Петербургская академия посылала на Валаам учеников пейзажного класса. Тут проводили летние месяцы Клодт, Куинджи; не помню кто — кажется, Репин — сказал, что Куинджи отсюда и начался.
Наверное, так оно и было; свечение белых ночей над водами Ладоги могло пробудить в Куинджи ту особенную тягу к «поэзии света», которая так отличала его среди художников-современников.
Шишкина увлекло на Валааме другое; но и о нем, я думаю, можно было бы сказать, что начался он отсюда.
После первого проведенного здесь лета Шишкин получил в Академии золотую медаль за серию рисунков — сосны на скалистых берегах (серия так и называлась — «Сосны и камни»).
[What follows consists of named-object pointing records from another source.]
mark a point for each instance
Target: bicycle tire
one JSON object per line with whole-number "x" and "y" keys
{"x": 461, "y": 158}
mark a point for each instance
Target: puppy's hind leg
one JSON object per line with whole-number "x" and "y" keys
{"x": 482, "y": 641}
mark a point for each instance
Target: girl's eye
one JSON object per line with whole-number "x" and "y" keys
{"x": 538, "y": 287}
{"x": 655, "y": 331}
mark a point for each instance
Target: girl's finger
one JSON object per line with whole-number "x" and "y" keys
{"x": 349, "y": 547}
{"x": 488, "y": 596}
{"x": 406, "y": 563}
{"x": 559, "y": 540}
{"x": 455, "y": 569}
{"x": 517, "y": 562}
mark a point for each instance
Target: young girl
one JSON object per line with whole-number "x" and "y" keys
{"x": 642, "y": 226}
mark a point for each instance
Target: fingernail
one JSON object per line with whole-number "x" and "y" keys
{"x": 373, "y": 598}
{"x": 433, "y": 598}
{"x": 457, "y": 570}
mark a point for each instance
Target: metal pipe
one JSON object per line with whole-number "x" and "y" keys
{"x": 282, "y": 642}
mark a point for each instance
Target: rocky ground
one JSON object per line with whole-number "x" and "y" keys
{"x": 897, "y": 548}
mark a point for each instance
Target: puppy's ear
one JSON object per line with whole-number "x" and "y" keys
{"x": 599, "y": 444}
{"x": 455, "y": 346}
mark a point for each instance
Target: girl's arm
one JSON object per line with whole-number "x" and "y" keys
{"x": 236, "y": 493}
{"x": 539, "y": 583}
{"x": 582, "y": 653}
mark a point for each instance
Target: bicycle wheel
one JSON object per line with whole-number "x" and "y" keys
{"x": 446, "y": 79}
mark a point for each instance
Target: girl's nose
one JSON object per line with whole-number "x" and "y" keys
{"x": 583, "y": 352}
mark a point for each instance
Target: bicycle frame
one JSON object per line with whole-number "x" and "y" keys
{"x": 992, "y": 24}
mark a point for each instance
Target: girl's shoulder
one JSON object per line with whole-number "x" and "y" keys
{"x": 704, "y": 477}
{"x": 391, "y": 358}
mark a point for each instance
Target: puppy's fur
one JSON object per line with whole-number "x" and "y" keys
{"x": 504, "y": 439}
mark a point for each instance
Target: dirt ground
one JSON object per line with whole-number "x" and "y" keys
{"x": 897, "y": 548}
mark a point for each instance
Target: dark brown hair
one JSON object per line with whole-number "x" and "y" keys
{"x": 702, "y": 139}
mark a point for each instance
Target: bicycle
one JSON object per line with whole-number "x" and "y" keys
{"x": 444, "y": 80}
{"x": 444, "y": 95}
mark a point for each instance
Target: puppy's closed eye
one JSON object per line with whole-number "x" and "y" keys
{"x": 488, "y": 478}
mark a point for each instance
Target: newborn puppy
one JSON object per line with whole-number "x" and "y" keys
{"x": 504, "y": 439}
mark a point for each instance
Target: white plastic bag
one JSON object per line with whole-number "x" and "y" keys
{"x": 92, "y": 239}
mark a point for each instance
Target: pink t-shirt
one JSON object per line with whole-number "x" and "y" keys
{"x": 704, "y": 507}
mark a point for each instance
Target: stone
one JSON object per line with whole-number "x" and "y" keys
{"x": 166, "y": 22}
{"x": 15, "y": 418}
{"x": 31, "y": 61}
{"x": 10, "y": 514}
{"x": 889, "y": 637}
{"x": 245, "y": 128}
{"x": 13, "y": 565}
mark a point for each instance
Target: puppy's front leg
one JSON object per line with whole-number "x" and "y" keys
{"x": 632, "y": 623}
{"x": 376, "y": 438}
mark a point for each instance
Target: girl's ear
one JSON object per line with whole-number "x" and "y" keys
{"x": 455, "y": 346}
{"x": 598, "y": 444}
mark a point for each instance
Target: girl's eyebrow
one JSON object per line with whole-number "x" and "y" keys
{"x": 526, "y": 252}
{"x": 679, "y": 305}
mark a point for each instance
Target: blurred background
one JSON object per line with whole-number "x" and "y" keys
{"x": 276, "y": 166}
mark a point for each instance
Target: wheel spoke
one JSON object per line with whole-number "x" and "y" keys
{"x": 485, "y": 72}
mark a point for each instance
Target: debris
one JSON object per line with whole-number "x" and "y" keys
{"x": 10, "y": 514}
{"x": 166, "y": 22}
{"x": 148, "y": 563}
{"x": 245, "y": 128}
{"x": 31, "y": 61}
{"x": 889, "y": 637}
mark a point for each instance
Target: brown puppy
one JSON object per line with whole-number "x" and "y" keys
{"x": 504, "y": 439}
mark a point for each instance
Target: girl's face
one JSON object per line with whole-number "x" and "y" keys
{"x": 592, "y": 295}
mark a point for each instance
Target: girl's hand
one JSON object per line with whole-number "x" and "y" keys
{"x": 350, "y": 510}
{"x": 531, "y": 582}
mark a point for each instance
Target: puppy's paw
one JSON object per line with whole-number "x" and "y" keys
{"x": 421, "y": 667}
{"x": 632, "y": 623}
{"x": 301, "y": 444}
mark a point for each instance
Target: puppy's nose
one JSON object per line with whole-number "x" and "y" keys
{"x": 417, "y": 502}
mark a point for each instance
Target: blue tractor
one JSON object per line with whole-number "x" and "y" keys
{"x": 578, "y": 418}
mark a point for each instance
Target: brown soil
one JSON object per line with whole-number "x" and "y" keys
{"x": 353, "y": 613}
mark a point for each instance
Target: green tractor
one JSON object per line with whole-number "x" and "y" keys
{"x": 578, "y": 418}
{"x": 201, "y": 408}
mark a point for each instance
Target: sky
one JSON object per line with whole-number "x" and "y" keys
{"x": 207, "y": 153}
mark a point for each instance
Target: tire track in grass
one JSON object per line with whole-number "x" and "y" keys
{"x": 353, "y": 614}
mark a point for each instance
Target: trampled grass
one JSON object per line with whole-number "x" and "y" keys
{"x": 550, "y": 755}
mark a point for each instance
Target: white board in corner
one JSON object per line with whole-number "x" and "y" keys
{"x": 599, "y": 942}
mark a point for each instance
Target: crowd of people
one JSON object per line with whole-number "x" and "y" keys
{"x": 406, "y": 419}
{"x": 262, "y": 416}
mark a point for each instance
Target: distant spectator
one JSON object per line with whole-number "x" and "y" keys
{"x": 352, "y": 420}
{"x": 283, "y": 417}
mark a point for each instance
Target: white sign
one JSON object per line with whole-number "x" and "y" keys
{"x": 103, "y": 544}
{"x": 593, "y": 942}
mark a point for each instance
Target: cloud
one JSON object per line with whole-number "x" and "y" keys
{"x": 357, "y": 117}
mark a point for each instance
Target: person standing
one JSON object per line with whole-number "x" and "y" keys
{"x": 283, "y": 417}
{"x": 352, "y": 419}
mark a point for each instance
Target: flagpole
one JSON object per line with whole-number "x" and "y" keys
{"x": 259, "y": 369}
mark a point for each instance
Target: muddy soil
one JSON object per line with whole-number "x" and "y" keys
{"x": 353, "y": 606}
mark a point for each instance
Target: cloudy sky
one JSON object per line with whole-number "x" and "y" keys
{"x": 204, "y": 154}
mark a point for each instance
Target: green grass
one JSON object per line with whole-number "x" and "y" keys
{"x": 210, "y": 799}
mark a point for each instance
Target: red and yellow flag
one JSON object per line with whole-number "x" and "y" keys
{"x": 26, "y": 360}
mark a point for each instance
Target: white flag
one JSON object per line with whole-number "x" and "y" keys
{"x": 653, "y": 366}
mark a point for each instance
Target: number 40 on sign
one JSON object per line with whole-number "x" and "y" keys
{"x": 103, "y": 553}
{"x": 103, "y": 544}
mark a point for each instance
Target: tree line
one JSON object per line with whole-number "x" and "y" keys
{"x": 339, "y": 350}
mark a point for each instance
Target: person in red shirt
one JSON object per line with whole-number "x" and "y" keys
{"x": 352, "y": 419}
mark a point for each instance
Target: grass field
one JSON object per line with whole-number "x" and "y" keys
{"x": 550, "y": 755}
Шишкин был пристальным рисовальщиком и обстоятельным рассказчиком; нетрудно понять, почему невиданно причудливые подробности валаамских лесов целиком поглотили его внимание. Природа Валаама усилила, укрепила природную склонность Шишкина к рассказу подробному — я бы сказал, чересчур подробному.
А вот Федор Васильев, младший друг и ученик Шишкина, приезжавший с ним на Валаам, не нашел здесь для себя ничего. Ему нужны были просторы, «печаль полей», перелески, уводящие вдаль дороги, облака над лугами…
Но это, как говорится, другой разговор, оставим его, вернемся на Кижский остров.
Стены рубили из кондовой сосны, рудовой — железисто-красной в разрубе. А на лемех шла, как ни странно, осина.
Лемехом на севере называют колотый, тесаный кровельный материал — на юге это зовется гонтой или дранью. Мне кажется, северное название произошло именно от формы, какая применялась для покрытия куполов, — она действительно напоминает лемех плуга.